Namun ujung dari semua itu adalah kegagalan. Hampir tidak
ada kemenangan yang diraih gerakan yang saya ikuti. Padahal semua sudah
dilakoni, berdarah-darah. Tapi tetap saja hasilnya nihil. Kehebatan gerakan mahasiswa
hanya ada pada dongeng-dongeng, hanya mitos.
Akhirnya, kegagalan tidak hanya berlaku pada gerakan dan
organisasi mahasiswa. kuliah saya ikut berantakan. Kisah cinta pun tinggal
kenangan.
Tidak-tidak, saya bukan menyesali keterlibatan saya dalam aktivisme
mahasiswa. Banyak hal yang saya pelajari di sana, dan segala perkembangan yang
saya alami sedikit-banyak dipengaruhi keterlibatan saya. Hanya saja, ada
beberapa hal yang mengganjal dan baru saya pahami ketika berada di luar
lingkaran tersebut.
Soal gerakan mahasiswa, akhirnya saya sadar satu hal kenapa
mereka (termasuk saya) selalu gagal, bahwa gerakan hari ini tidak adaptif.

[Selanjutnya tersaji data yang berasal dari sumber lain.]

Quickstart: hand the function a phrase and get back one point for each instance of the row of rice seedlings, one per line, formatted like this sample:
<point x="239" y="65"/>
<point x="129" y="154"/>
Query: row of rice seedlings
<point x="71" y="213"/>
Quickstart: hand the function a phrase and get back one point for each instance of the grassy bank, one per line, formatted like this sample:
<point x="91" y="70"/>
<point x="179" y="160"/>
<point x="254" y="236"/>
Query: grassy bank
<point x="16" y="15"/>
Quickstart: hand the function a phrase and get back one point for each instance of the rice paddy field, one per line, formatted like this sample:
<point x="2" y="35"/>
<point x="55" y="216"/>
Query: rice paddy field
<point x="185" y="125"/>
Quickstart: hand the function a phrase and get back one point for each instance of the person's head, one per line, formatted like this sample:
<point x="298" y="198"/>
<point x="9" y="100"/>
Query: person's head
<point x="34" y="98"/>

Setelah banyak bermain di luar lingkaran mahasiswa, saya bertemu berbagai orang
yang juga pernah aktif di gerakan mahasiswa. Kini, kebanyakan mereka adalah
penulis dan peneliti.
Dari berbagai obrolan bersama mereka, juga belajar langsung
dalam beberapa agenda, saya menyadari kalau gerakan mahasiswa tidak adaptif.

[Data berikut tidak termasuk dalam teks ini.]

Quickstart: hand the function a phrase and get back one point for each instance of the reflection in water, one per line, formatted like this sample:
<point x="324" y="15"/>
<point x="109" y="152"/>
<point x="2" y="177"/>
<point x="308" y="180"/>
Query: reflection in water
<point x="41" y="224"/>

Gerakan, bukan lagi soal ide dan aksi, tapi hanya melulu aksi dan aksi. Pada
tataran ide, terlalu banyak anak gerakan yang bahkan tidak suka baca buku.
Padahal mereka dengan lantangnya menolak kebijakan-kebijakan pemerintah tapi
(lagi-lagi) tidak banyak mengetahui persoalan yang mereka lawan dan lawan itu.
Bukan berarti semua mahasiswa tidak suka baca buku dan
terlibat dalam aksi yang mereka sendiri tidak banyak tahu. Saya tidak mau
mengeralisir mereka. Tapi, dalam jumlah yang sedikit itu, populasi mahasiswa
yang gemar aksi tapi tidak suka baca itu sangat besar. Mungkin mencapai 50%-60%
dari total mereka yang ada di gerakan.
Persoalannya adalah, ketika mereka tidak mau membaca
bagaimana mereka bisa memahami apa yang mereka lawan, mereka tolak? Saya pun
dulu gemar melakukan aksi. Siapa sih anak gerakan yang tidak menganggap ikut
aksi itu keren? Sangat jarang. Tapi perkara mendasar kenapa mereka aksi dan
wacana soal isu yang diangkat saja banyak yang tidak tahu. Akhirnya aksi
mahasiswa hanya menjadi agenda rutin tanpa (banyak) makna seperti perayaan
saja.
Hal ini sama seperti keberadaan kelompok mahasiswa yang
membuat koperasi di kampus tapi mereka saja tidak paham soal tujuh prinsip
dasar koperasi. Padahal ya, prinsip dasar adalah hal yang sangat fundamental.
Tidak bisa ditawar, tidak boleh dilanggar. Namun hal macam itu masih saja
terjadi, terbiasa, dan terus berulang.
Kebiasaan ini terjadi akibat buruknya sistem kaderisasi yang
dijalankan gerakan mahasiswa. Kurikulum dan diktat-diktat yang dipakai entah
sudah berapa puluh tahun digunakan. Hal-hal baru yang berlaku di masyarakat
tidak banyak dipelajari. Kaderisasi yang melulu slogan dan apa saja yang
penting lawan.
Harusnya, kebiasaan seperti ini harus diubah. Bagaimana
mungkin gerakan sosial tidak adaptif menghadapi keadaan zaman? Adaptif ini
tentu saja melakukan perubahan-perubahan dalam metode, bukan pada tataran
nilai. Nilai memang harus dijaga, kesaradaran harus dipupuk, tapi siasat tidak
boleh kaku.
Karena itulah, saya kira, gerakan mahasiswa harus mulai
belajar untuk tidak menyombongkan diri. Bagaimanapun, kesombongan gerakan bakal
terus terpupuk apabila masih saja tidak mau membaca dan tetap terus belajar.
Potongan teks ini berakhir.